Darleen Ortega | 4/10/2019, 7:41 a.m.
Aretha Franklin’s long-delayed concert film “Amazing Grace” captures the late Queen of Soul recording a gospel album at the New Temple Missionary Baptist Church in Los Angeles. PHOTO COURTESY AMAZING GRACE LLC
My annual trip to attend the Full Frame Documentary Film Festival in Durham, North Carolina, always yields a crop of films that would be hard to find any other way. I saw 16 feature-length films over the four-day festival; I'll cover eight here and the rest next week. As it happens, one of the best films I saw opens at Cinema 21 in Portland on Thursday, April 11--a long-delayed Aretha Franklin concert film called "Amazing Grace." In early 1972, 29-year-old Franklin, at the height of her career, recorded a gospel album at the New Temple Missionary Baptist Church in the Watts neighborhood of Los Angeles. The album is not only one of the most popular gospel records of all time, but is Franklin's bestselling album. Sydney Pollack was on hand to film the event over two nights, but the film portion of the project was shelved because the sound and images were not in sync, and the film was only finished after Pollack's death. Its release was delayed by the wish of Franklin herself, although her family readily consented to its release after her death last year. The film's release all these years later feels, if anything, more impactful; we have the opportunity to watch the young queen of soul singing black gospel music in exactly the setting and with the exact community where such music is meant to be played, and the film conveys something of the music's genuine meaning for her. She is accompanied, thrillingly, by gospel legend Rev. James Cleveland and the Southern California Community Choir, and watching them thrill and respond to Jackson's glorious singing is itself transporting. The film feels so intimate, capturing the sweat of Franklin, Cleveland, and the other singers and the spontaneous emotional response of members of the choir and congregation, which includes Mick Jagger and Franklin's minister father. Franklin is particularly fascinating to watch; she expends vast quantities of energy, mostly with only a very slight smile, and, indeed, seems to contain an otherworldly combination of fire and stillness. The film recently premiered at this same church, with some of the choir members and the choir director in attendance. That feels only fitting; we are invited in to what was for them an epic experience of worship. What a gift!
Photo courtesy Perfect Day Films
The new documentary ‘Toni Morrison: The Pieces I Am,’ focuses on the Nobel Prize-winning author, the black experience and the publishing world.
The new documentary ‘Toni Morrison: The Pieces I Am,’ focuses on the Nobel Prize-winning author, the black experience and the publishing world.
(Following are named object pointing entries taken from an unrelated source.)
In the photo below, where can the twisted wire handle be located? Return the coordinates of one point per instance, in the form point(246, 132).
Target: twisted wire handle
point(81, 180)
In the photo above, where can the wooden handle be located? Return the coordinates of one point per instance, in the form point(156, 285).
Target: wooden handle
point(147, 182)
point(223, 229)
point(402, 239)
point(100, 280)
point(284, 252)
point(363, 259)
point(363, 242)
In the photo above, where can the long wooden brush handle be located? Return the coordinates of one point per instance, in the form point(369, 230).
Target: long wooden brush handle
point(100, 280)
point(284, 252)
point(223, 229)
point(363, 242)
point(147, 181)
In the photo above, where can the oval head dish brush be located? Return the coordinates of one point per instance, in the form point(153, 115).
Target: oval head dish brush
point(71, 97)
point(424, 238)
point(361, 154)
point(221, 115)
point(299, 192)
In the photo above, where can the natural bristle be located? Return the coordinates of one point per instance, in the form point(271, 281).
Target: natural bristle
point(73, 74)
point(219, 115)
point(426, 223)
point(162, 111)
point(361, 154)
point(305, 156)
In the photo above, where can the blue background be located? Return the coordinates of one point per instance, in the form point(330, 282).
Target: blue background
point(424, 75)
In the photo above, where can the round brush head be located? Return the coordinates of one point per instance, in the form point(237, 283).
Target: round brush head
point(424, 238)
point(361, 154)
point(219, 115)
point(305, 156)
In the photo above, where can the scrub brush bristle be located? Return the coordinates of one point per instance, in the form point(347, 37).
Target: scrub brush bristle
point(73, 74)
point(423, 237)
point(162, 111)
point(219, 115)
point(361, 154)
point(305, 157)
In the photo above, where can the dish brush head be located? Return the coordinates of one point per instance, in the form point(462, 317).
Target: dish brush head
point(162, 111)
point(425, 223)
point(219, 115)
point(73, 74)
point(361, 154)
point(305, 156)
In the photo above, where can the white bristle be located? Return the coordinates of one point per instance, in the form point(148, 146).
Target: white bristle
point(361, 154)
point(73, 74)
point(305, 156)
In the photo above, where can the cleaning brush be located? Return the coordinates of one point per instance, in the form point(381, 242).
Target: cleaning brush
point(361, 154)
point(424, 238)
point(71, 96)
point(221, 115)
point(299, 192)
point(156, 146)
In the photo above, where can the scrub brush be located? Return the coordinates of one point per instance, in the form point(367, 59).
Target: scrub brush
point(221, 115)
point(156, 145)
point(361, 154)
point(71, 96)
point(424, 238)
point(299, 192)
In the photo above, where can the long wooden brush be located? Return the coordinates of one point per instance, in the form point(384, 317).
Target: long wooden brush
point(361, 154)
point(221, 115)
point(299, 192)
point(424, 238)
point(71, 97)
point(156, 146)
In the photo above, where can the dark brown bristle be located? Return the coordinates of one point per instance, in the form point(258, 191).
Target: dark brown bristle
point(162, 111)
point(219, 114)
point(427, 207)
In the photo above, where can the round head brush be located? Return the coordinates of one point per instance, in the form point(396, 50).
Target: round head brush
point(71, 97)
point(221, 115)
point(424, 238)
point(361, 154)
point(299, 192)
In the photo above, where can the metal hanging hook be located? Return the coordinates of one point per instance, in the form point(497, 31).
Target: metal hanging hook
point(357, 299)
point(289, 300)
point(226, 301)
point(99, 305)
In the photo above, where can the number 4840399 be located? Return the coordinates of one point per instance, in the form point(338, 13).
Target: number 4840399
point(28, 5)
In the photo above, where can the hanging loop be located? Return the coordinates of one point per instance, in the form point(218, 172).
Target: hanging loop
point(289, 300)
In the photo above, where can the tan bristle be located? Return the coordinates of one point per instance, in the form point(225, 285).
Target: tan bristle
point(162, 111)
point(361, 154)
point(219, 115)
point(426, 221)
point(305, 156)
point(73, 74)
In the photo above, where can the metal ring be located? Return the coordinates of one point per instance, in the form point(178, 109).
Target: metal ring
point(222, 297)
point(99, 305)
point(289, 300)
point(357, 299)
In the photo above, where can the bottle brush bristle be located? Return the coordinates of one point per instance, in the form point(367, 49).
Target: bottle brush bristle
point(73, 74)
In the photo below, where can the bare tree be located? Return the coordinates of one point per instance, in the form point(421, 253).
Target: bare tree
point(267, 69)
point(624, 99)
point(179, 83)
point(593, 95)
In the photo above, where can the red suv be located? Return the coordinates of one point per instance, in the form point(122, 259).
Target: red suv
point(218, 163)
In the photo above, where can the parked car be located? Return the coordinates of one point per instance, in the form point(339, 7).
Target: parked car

Full Frame this year featured a range of truly wonderful biographical documentaries, each
taking a uniquely effective approach to its subject. My favorite was "Toni Morrison: The Pieces I Am," which examines the cultural and literary legacy of the great Nobel Prize-winning author. The film capitalizes on the fact that Morrison, now in her 80s, is herself a great interview subject; in an extended interview for the film and also in clips from many past interviews, she dazzles with her perspective on her work, on black experience, on the publishing world--well, on pretty much anything. The film also makes excellent use of interviews of others (such as Angela Davis and Oprah Winfrey) with whom Morrison shares important intersections--people who were influenced and inspired by her writing, her contemporaries, her longtime editor. Their cumulative impact helps us to better appreciate the remarkable clarity and resilience it took to produce such a brilliant body of work that is so singularly and unapologetically focused on African American experience, particularly at a time when that subject matter was considered absolutely unworthy of literary notice. In addition to archival footage of Morrison herself, the film also carefully curates visual art from other African Americans in a way that lifts up Morrison's thematic significance. Morrison inspires as someone who managed, by the sheer force of her intellect and personality, to bring an astounding amount of light into the American literary landscape. Watch for the film's theatrical release sometime this year.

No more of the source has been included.